Structuring a Documentary Archive with AI

This documentary project, The Human Foundation, is drawn from an archive of thousands of photographs taken in Doha, Qatar, between 2012 and 2015. While the photographs, historical context, and original observations belong entirely to the photographer, an AI assistant (Perplexity) was utilized in 2026 to help articulate, edit, and sequence these memories into a cohesive journalistic photo essay.

Initially, the AI was used to generate detailed, standalone descriptions for over 30 candidate photographs. However, as the descriptions accumulated, it became clear that a rigid editorial methodology was required to transform a raw archive into a flowing narrative. This page documents that process.

1. Arriving at the Three-Chapter Structure

As the initial batch of photos was processed, it became evident that the images naturally fell into three distinct geographic and thematic categories, representing the full lifecycle of the migrant experience in Doha. This realization led to a "three-act structure":

Chapter I: The Shadow of West Bay focused on the active physical labor, the massive scale of the megaprojects, and the rigid, color-coded hierarchies of the construction sites.
Chapter II: The Erasure of Msheireb shifted the lens to the hidden living conditions, documenting the severe housing decay, displacement, and the encroachment of luxury development on the slums.
Chapter III: The Respite of Al Ghanim concluded the narrative by exploring the workers' sole day of rest, focusing on their reclaimed identity, community building, and micro-economies.

2. The "Macro / Micro" Captioning Methodology

During the initial drafting phase, a significant problem emerged: repetition. Because each photo description was written to stand alone, the AI repeatedly included the same historical background (e.g., explaining the kafala system, the 10-hour shifts, or the fact that Friday was the only day of rest) in almost every caption.

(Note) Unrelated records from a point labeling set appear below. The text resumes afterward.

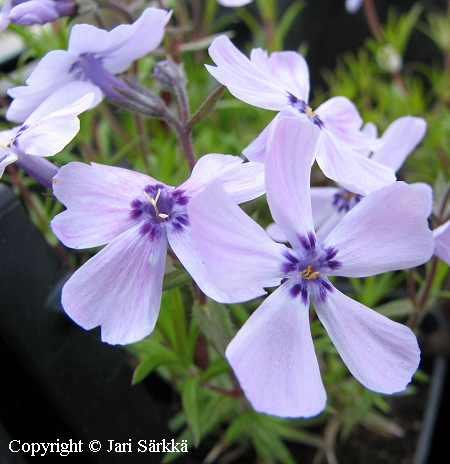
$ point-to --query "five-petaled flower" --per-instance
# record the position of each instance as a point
(281, 82)
(28, 12)
(93, 56)
(45, 132)
(273, 354)
(331, 204)
(137, 217)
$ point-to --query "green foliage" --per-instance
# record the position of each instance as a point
(192, 332)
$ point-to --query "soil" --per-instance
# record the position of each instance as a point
(368, 447)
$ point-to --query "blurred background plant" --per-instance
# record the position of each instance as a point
(186, 350)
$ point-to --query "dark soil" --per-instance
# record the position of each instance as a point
(368, 447)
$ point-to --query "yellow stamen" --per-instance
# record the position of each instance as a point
(154, 202)
(308, 274)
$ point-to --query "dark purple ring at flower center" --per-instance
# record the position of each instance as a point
(303, 108)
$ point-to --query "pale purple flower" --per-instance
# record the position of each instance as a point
(45, 132)
(137, 217)
(29, 12)
(281, 82)
(331, 204)
(273, 354)
(94, 56)
(442, 241)
(352, 6)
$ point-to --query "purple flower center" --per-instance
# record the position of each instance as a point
(303, 108)
(309, 266)
(344, 200)
(159, 206)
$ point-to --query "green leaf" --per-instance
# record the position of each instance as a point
(287, 20)
(175, 279)
(160, 356)
(215, 323)
(190, 401)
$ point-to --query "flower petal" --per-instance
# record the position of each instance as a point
(274, 360)
(54, 123)
(322, 204)
(243, 78)
(275, 233)
(184, 248)
(242, 181)
(380, 353)
(386, 231)
(148, 32)
(425, 193)
(291, 150)
(51, 73)
(287, 67)
(119, 288)
(236, 250)
(256, 150)
(442, 241)
(98, 205)
(141, 180)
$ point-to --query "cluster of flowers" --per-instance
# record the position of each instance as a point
(370, 223)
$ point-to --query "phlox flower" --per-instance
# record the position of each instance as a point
(46, 131)
(281, 82)
(273, 355)
(442, 240)
(93, 56)
(28, 12)
(137, 217)
(331, 204)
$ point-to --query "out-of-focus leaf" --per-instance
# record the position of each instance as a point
(215, 323)
(190, 401)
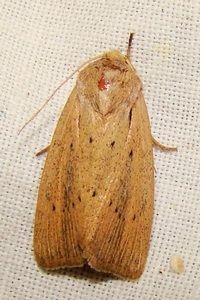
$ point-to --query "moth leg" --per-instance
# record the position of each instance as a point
(161, 146)
(43, 150)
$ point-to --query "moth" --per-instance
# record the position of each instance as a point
(95, 200)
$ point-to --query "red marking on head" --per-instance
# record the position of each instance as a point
(103, 84)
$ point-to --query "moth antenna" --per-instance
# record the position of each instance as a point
(56, 89)
(128, 54)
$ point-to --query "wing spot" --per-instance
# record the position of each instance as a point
(131, 154)
(112, 144)
(130, 114)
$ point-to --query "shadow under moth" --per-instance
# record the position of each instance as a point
(95, 200)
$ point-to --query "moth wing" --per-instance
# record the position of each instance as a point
(121, 240)
(56, 240)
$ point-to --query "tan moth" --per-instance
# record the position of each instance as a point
(95, 201)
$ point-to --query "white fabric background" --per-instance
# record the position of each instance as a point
(41, 42)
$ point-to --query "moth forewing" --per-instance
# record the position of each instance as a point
(95, 200)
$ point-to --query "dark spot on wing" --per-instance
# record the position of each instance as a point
(112, 144)
(131, 154)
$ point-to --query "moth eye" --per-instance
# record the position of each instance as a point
(103, 84)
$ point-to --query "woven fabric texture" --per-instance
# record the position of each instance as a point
(43, 41)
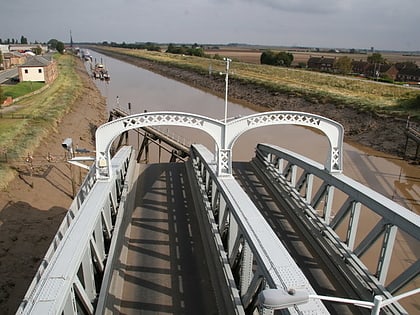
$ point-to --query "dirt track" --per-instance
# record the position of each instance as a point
(382, 133)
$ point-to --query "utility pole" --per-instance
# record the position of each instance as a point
(226, 84)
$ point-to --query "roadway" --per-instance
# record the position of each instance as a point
(161, 267)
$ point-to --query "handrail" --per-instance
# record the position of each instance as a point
(59, 287)
(250, 246)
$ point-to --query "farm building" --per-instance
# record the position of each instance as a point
(38, 68)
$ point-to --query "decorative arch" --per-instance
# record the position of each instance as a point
(332, 129)
(108, 132)
(224, 134)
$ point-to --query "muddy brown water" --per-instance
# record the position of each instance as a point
(136, 90)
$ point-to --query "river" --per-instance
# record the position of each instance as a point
(136, 90)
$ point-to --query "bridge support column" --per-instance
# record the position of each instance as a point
(224, 162)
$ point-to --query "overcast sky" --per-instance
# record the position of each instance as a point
(382, 24)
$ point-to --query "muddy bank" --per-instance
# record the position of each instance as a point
(382, 133)
(35, 203)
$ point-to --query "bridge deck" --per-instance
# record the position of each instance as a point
(161, 264)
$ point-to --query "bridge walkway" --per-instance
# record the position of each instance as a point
(161, 264)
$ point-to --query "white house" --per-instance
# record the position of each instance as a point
(39, 69)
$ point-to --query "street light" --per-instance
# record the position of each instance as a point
(228, 61)
(277, 299)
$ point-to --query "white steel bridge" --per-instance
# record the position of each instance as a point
(213, 236)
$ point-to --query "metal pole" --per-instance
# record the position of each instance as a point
(226, 84)
(376, 305)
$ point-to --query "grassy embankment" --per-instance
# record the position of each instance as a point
(313, 86)
(36, 115)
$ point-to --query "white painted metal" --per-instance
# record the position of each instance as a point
(81, 247)
(393, 217)
(224, 134)
(250, 244)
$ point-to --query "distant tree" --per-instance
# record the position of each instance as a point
(276, 59)
(60, 47)
(376, 58)
(37, 50)
(406, 65)
(1, 97)
(52, 43)
(343, 65)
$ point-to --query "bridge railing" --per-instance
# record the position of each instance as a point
(243, 250)
(70, 276)
(362, 228)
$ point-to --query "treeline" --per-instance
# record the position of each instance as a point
(194, 50)
(147, 46)
(8, 41)
(272, 58)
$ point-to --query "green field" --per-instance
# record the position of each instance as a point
(36, 116)
(362, 94)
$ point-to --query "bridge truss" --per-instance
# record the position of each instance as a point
(250, 258)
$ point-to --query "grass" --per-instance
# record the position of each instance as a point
(21, 89)
(362, 94)
(42, 113)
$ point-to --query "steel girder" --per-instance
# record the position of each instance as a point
(67, 281)
(245, 247)
(313, 189)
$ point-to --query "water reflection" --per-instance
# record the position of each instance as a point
(145, 90)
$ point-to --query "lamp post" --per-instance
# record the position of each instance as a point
(228, 61)
(277, 299)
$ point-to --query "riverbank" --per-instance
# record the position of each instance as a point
(379, 132)
(34, 204)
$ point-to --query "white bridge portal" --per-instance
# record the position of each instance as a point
(223, 134)
(243, 229)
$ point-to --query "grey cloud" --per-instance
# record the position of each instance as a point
(303, 6)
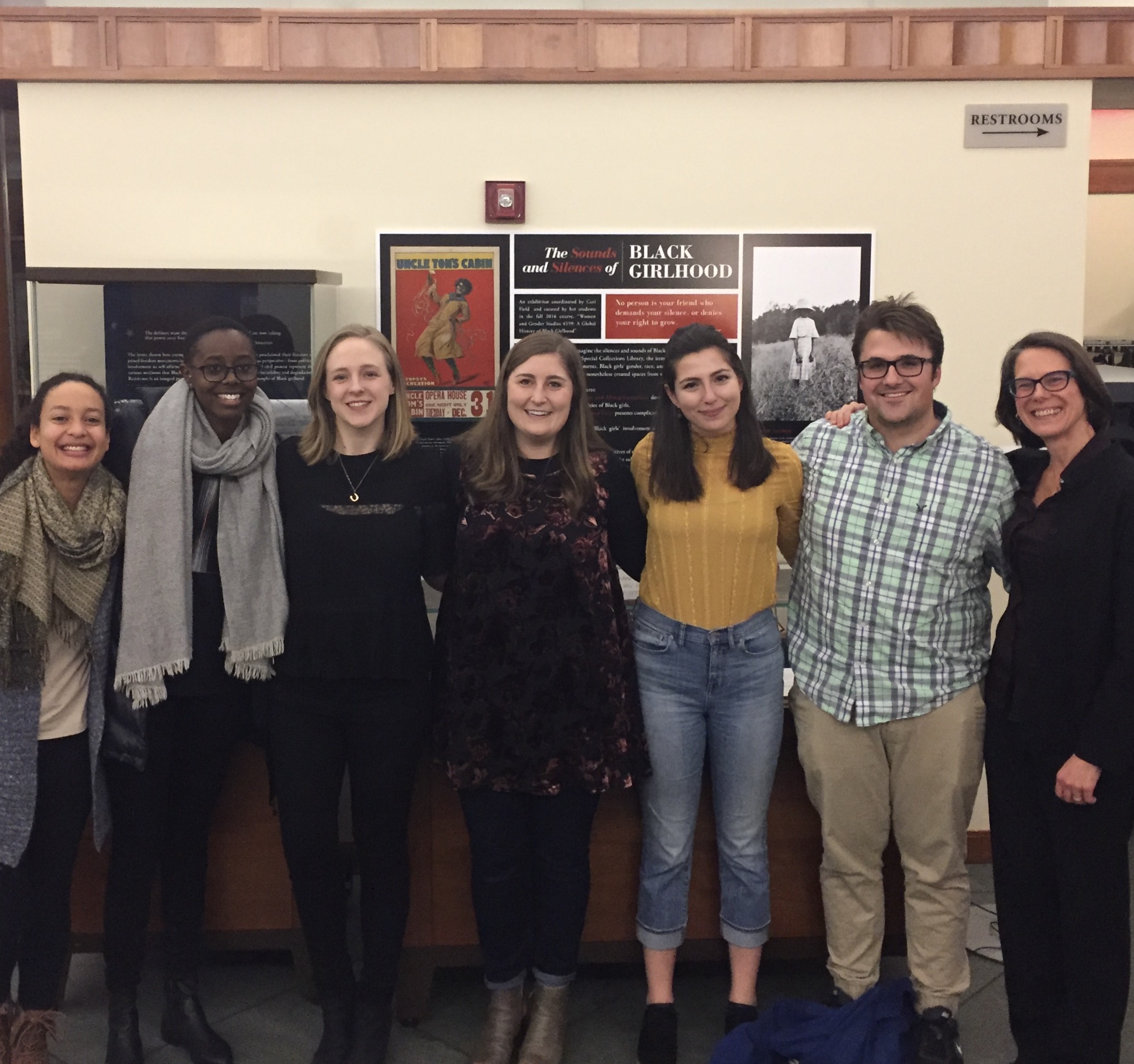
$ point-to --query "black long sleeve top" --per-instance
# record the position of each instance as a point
(1063, 664)
(353, 570)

To solve this, we implemented a "Macro / Micro" structural approach for each chapter:

The "Macro" Context (Chapter Introductions): All the recurring historical, political, and sociological background was extracted from the individual photo descriptions and synthesized into a single, punchy introductory paragraph at the start of each chapter. This explained the phenomenon once so it did not have to be repeated.
The "Micro" Details (Streamlined Captions): Freed from the burden of explaining the overarching history, the individual photo captions were aggressively streamlined. Each photo was assigned a distinct Title and a specific Focus (e.g., "The digital lifeline" or "The vertical dichotomy of power"). The resulting captions focused purely on the unique visual evidence present in the frame—such as the color of a hard hat, a specific gesture, or the layout of an improvised flea market.

3. The Filtering and Curation Process

The most difficult phase of the project was editing down a large volume of high-quality photos. The photographer provided 34 fully described candidate photos. To prevent viewer fatigue and narrative repetition, the total was strictly capped at 22 photos.

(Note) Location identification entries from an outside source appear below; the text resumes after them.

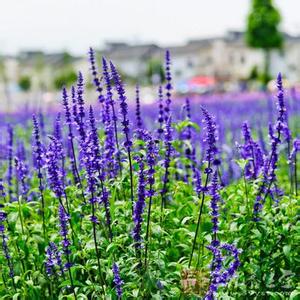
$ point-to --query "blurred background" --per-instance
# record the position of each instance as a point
(216, 46)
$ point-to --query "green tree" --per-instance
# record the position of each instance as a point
(24, 83)
(262, 30)
(66, 78)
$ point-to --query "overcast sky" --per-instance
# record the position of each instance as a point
(74, 25)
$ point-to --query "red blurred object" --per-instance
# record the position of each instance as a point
(202, 81)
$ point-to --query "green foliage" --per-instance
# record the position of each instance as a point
(262, 26)
(66, 78)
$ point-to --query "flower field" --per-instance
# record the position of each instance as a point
(180, 199)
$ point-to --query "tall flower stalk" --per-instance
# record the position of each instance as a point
(125, 123)
(211, 152)
(270, 166)
(68, 118)
(110, 103)
(38, 154)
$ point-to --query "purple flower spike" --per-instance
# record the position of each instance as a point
(117, 280)
(139, 205)
(168, 85)
(94, 71)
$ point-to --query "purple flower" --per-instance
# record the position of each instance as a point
(22, 175)
(38, 151)
(168, 85)
(211, 139)
(167, 159)
(117, 280)
(54, 171)
(160, 112)
(214, 205)
(10, 162)
(81, 110)
(94, 72)
(139, 204)
(270, 166)
(139, 122)
(151, 160)
(3, 219)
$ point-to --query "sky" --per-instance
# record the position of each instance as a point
(75, 25)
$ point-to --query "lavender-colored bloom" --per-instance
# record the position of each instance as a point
(252, 152)
(270, 166)
(94, 72)
(295, 149)
(151, 160)
(38, 151)
(168, 85)
(110, 125)
(160, 112)
(74, 106)
(10, 162)
(139, 122)
(211, 139)
(81, 109)
(63, 224)
(22, 175)
(2, 190)
(117, 280)
(69, 123)
(139, 204)
(214, 205)
(167, 159)
(54, 171)
(5, 249)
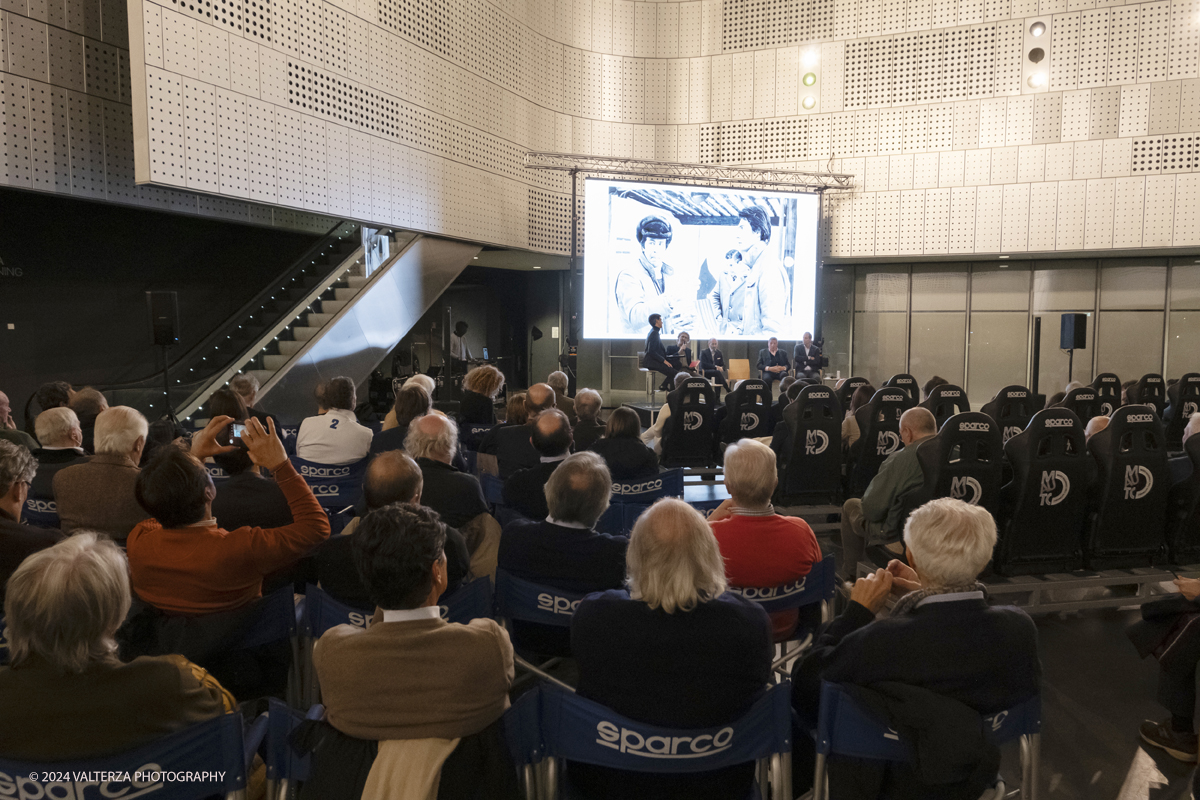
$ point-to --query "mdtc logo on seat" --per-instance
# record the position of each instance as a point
(815, 443)
(635, 744)
(1134, 473)
(1051, 494)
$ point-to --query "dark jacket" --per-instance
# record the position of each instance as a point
(687, 669)
(565, 558)
(628, 458)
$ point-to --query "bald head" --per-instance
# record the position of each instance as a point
(539, 398)
(1095, 426)
(917, 423)
(552, 433)
(391, 477)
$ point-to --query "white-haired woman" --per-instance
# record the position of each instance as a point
(67, 695)
(673, 650)
(941, 637)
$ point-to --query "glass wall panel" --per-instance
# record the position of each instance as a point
(937, 287)
(939, 346)
(999, 355)
(1054, 361)
(1133, 287)
(1129, 343)
(1065, 289)
(880, 344)
(1000, 288)
(1183, 348)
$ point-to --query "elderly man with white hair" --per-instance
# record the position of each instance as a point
(761, 548)
(99, 495)
(942, 654)
(675, 649)
(58, 429)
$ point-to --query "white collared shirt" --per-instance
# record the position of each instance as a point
(412, 614)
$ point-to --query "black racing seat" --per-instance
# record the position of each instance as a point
(1044, 507)
(748, 411)
(905, 382)
(1108, 392)
(689, 433)
(1150, 390)
(1012, 408)
(1083, 402)
(1183, 511)
(813, 471)
(879, 435)
(1129, 510)
(1183, 401)
(945, 402)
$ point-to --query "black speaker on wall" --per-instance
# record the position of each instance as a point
(163, 308)
(1073, 335)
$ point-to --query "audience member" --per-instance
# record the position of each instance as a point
(412, 402)
(942, 653)
(335, 437)
(9, 431)
(930, 385)
(510, 444)
(479, 391)
(391, 477)
(1095, 426)
(67, 696)
(875, 518)
(558, 382)
(653, 434)
(100, 494)
(761, 548)
(564, 551)
(17, 541)
(675, 650)
(589, 427)
(456, 495)
(88, 403)
(61, 438)
(181, 561)
(623, 450)
(443, 680)
(525, 491)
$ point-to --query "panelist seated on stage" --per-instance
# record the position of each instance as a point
(335, 437)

To aid in the selection process, the photographer introduced an internal "Impact Rating" system (scaled 1 to 10) for each photo. The AI then grouped the photos by their "Focus" and selected the highest-rated image from each group, rejecting the rest. Here is how the final selection was made:

Chapter I: West Bay (12 candidates → 9 selected, 3 rejected)

We rejected three photos (1337-01, 1539-02, and 1540-04). Photo 1337-01 was discarded because it was a slightly less impactful, zoomed-in version of a highly-rated shot (1337-02) showing workers resting against a reflective glass facade. Photos 1539-02 and 1540-04 were discarded because they were visual duplicates of the 17:00 exit bottleneck; keeping them would have stalled the pacing of the chapter's conclusion.

Chapter II: Msheireb (7 candidates → 4 selected, 3 rejected)

We rejected three photos (1325-03, 1328-19, and 1383-08). All three of these images featured close-ups of crumbling walls covered in handwritten signs, flyers, or eviction notices. While historically interesting, they were visually redundant when placed next to each other. We retained the four most visually distinct images: a wide architectural juxtaposition, a ruined interior, a humanizing detail (the "QATAR ♥ I" door), and a portrait of displaced workers.

Chapter III: Al Ghanim (15 candidates → 9 selected, 6 rejected)

This chapter required the heaviest editing. We rejected six photos (1016-22, 1016-23, 1039-16, 1219-21, 1039-12, and 1039-07). Many of these were wide-angle shots of the massive crowds on the grass. We eliminated the lower-rated wide shots to avoid repeating the exact same visual information. Notably, photo 1039-12 (despite a high rating of 8) was discarded because it was virtually the exact same scene as the ultimate establishing shot (1039-14), just at a slightly different focal length. By clearing out the duplicates, we made room for highly specific micro-narratives, such as the improvised flea market and men sharing a mobile phone screen.